When variables were significantly associated (P < 0.05) with a defective pattern in the univariate analysis, a backward logistic regression analysis was conducted to identify those factors independently associated with “anti-HBc alone”.
RESULTS
From 348 clinical histories, 187 (53.7%) patients had positive tests against HBV; 118 past hepatitis (33.9%), 14 chronic hepatitis (4%), and 55 “anti-HBc alone” (15.8%). Among patients who had been infected by HBV, 29.4% developed an “anti-HBc alone” pattern and 63% showed a cured past infection. Fifty five patients with past hepatitis were randomly selected to be compared with “anti-HBc alone” patients. Epidemiologic characteristics of both groups are shown in Table 1.
Table 1.
“anti-HBc alone” pattern (n = 55) | Past hepatitis B (n = 55) | P | |
Age, yr | 38 (33-43) | 45 (37-49) | 0.001 |
Male, n (%) | 38 (69.1) | 38 (69.1) | 1.000 |
Transmission mode n (%) | 0.021 | ||
IDU | 44 (80) | 34 (61.8) | |
Homosexual | 4 (7.3) | 15 (27.3) | |
Heterosexual | 7 (7.7) | 6 (10.9) | |
AST (IU/mL) | 43 (23-65) | 31 (22-47) | 0.092 |
ALT (IU/mL) | 39 (19-73) | 29 (20-45) | 0.301 |
Albumin (g/L) | 42 (38.8-45.6) | 43 (40.8-45.9) | 0.261 |
Anti-HCV positive, n (%) | 45 (81.8) | 34 (61.8) | 0.020 |
CDC C stage, n (%) | 15 (27.3) | 19 (34.5) | 0.409 |
CD4 (cells/mm3) | 434 (325-714) | 459 (303-636) | 0.740 |
HIV DNA < 50 copies/mL | 25 (47.2) | 32 (59.3) | 0.210 |
IDU: Intravenous drug user; AST: Aspartate aminotransferase; ALT: Alanine aminotransferase.
The factors independently associated with a defective pattern were younger age [2.3-fold higher per every 10 years younger; 95% confidence intervals (CI) 1.33-4.00] and antibodies to HCV infection [odds ratio (OR) 2.87; 95% CI 1.10-7.48]. Intravenous drug users (IDU) were significantly more frequent in the “anti-HBc alone” group (80% vs 61.8%, P = 0.021).
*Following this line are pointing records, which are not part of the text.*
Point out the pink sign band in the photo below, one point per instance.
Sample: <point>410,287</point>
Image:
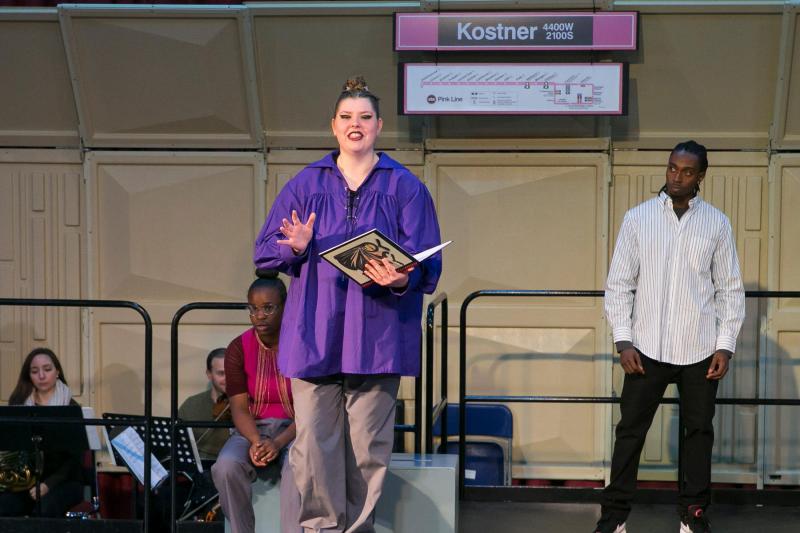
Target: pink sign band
<point>613,30</point>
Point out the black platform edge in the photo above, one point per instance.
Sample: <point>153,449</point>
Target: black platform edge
<point>777,496</point>
<point>68,525</point>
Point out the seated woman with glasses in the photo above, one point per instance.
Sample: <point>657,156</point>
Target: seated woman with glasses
<point>41,382</point>
<point>261,406</point>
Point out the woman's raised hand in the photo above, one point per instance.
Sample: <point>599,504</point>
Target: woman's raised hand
<point>297,233</point>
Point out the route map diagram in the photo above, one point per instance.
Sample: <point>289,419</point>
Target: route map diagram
<point>514,89</point>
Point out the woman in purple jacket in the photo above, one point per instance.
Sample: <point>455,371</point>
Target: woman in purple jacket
<point>344,346</point>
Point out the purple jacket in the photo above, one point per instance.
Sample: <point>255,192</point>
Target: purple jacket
<point>330,324</point>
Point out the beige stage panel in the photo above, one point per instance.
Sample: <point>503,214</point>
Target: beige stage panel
<point>303,60</point>
<point>500,209</point>
<point>737,184</point>
<point>530,221</point>
<point>710,76</point>
<point>786,127</point>
<point>782,379</point>
<point>38,107</point>
<point>174,227</point>
<point>41,256</point>
<point>166,77</point>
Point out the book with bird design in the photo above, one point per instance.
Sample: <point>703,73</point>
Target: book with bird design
<point>352,256</point>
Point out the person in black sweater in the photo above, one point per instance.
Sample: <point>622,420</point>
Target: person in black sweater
<point>42,383</point>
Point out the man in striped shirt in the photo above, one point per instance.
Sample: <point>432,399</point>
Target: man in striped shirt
<point>675,302</point>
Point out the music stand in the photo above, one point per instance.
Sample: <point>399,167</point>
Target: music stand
<point>27,435</point>
<point>160,443</point>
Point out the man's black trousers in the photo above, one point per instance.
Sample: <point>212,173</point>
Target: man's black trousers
<point>641,394</point>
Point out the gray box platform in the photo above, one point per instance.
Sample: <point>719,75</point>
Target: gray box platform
<point>420,494</point>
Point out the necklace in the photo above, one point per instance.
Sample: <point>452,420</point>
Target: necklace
<point>266,366</point>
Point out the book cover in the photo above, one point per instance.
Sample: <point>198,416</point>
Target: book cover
<point>351,256</point>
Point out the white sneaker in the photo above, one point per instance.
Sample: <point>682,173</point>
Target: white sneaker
<point>609,527</point>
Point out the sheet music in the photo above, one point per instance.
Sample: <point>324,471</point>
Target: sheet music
<point>130,447</point>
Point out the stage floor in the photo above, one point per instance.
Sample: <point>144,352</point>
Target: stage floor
<point>494,517</point>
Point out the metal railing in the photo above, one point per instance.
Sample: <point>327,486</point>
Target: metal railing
<point>464,398</point>
<point>435,411</point>
<point>148,378</point>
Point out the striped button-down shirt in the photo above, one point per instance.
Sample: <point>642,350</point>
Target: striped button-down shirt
<point>674,288</point>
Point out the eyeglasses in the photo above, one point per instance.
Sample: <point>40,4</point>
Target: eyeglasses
<point>266,310</point>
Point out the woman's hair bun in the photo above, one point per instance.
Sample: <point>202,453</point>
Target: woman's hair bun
<point>355,84</point>
<point>266,273</point>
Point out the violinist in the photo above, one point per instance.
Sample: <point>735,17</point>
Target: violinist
<point>211,404</point>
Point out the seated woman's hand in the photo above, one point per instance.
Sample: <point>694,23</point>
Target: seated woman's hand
<point>43,489</point>
<point>263,452</point>
<point>384,274</point>
<point>257,454</point>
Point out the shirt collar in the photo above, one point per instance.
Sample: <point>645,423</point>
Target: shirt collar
<point>329,161</point>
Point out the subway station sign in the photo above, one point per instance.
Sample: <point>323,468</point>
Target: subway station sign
<point>513,89</point>
<point>516,31</point>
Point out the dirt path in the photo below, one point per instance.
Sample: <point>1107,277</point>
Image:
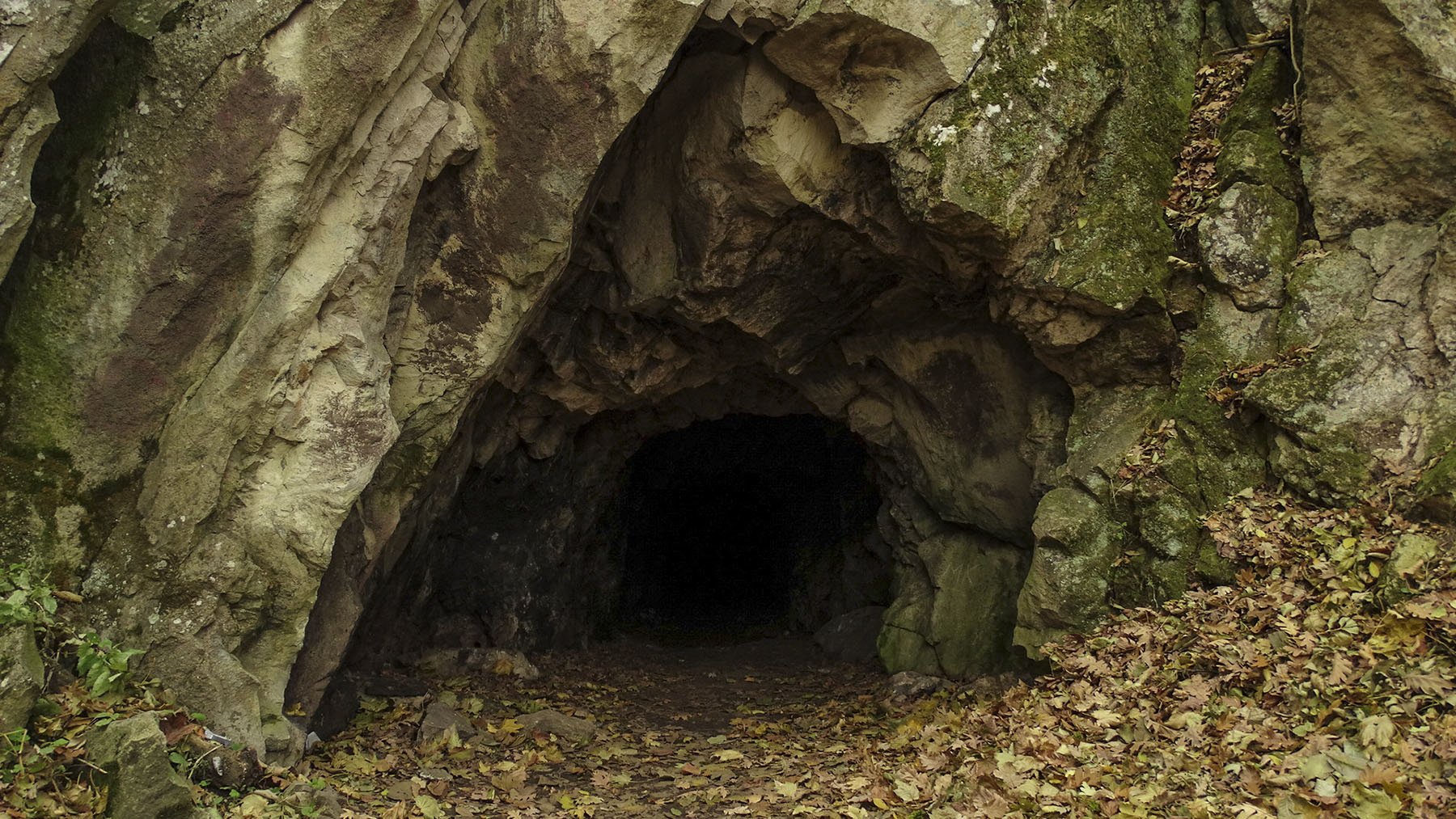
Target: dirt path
<point>768,728</point>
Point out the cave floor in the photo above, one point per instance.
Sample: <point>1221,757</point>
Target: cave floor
<point>764,728</point>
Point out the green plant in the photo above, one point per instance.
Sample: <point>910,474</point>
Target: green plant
<point>25,598</point>
<point>102,665</point>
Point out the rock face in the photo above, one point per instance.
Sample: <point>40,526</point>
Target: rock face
<point>140,779</point>
<point>328,306</point>
<point>22,673</point>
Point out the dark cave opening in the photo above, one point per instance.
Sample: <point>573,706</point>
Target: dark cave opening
<point>749,524</point>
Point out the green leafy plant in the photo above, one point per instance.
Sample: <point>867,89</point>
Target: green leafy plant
<point>25,598</point>
<point>102,665</point>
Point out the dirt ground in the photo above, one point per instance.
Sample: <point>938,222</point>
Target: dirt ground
<point>764,728</point>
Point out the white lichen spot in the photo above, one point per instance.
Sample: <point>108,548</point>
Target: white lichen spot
<point>1044,76</point>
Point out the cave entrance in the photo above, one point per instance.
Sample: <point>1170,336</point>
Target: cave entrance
<point>749,526</point>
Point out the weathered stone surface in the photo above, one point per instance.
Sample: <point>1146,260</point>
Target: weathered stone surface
<point>442,724</point>
<point>557,724</point>
<point>913,686</point>
<point>140,779</point>
<point>320,293</point>
<point>1376,391</point>
<point>1248,240</point>
<point>1379,112</point>
<point>851,636</point>
<point>36,40</point>
<point>22,673</point>
<point>1068,584</point>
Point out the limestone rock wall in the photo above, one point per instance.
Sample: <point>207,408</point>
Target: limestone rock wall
<point>300,271</point>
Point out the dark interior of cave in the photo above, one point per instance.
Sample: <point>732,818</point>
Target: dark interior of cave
<point>746,524</point>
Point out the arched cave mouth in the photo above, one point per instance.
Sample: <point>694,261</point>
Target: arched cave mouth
<point>749,526</point>
<point>759,396</point>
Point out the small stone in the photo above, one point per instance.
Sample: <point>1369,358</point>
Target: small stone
<point>910,684</point>
<point>402,790</point>
<point>558,724</point>
<point>500,661</point>
<point>1410,553</point>
<point>140,779</point>
<point>320,804</point>
<point>21,677</point>
<point>440,720</point>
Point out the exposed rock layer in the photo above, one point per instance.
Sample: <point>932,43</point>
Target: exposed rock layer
<point>300,274</point>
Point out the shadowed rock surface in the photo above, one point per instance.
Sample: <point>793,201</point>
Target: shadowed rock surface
<point>335,331</point>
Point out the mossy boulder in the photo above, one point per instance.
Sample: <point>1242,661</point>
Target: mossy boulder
<point>22,673</point>
<point>1068,584</point>
<point>1248,239</point>
<point>140,779</point>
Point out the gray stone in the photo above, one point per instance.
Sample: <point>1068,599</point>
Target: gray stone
<point>440,722</point>
<point>140,779</point>
<point>307,800</point>
<point>1378,112</point>
<point>500,661</point>
<point>1248,242</point>
<point>852,636</point>
<point>22,673</point>
<point>557,724</point>
<point>1066,587</point>
<point>912,686</point>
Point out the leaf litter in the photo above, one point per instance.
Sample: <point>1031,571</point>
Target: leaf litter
<point>1321,684</point>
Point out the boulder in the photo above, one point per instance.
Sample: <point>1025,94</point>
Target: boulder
<point>140,779</point>
<point>912,684</point>
<point>440,722</point>
<point>1248,240</point>
<point>851,636</point>
<point>557,724</point>
<point>22,673</point>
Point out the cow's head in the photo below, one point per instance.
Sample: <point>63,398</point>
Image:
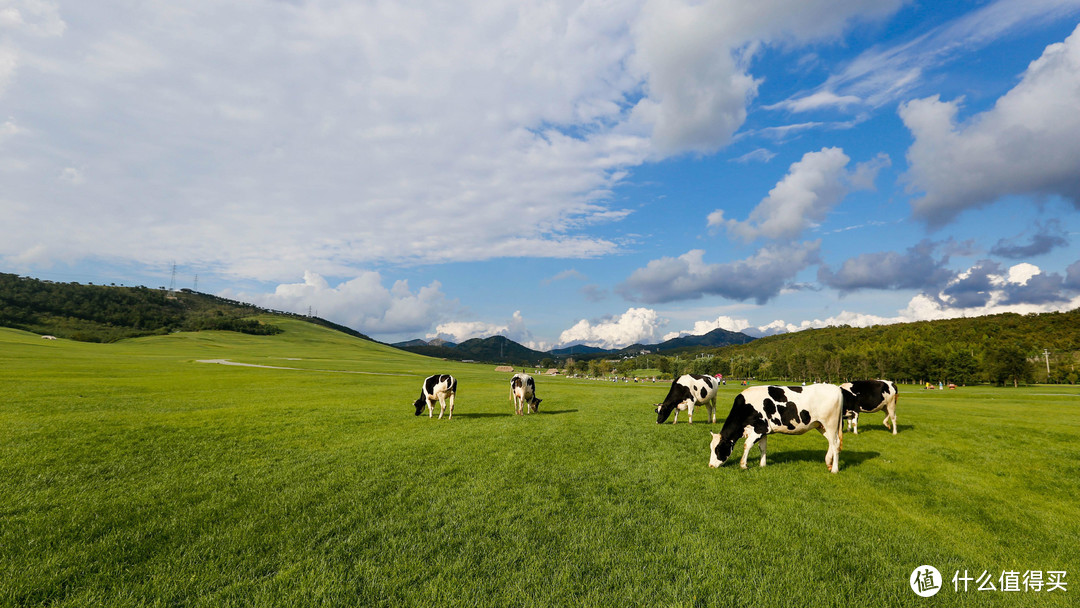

Liver function tests, CD4 levels, HIV viral load or AIDS stages were not significantly different between the two groups. Ultrasound signs of chronic liver disease were only present in HCV co-infected patients (P < 0.05). Serum levels of anti-HBs were not associated with HCV infection (nor with viral replication or HCV genotype), and were not associated with HIV replication or CD4 level.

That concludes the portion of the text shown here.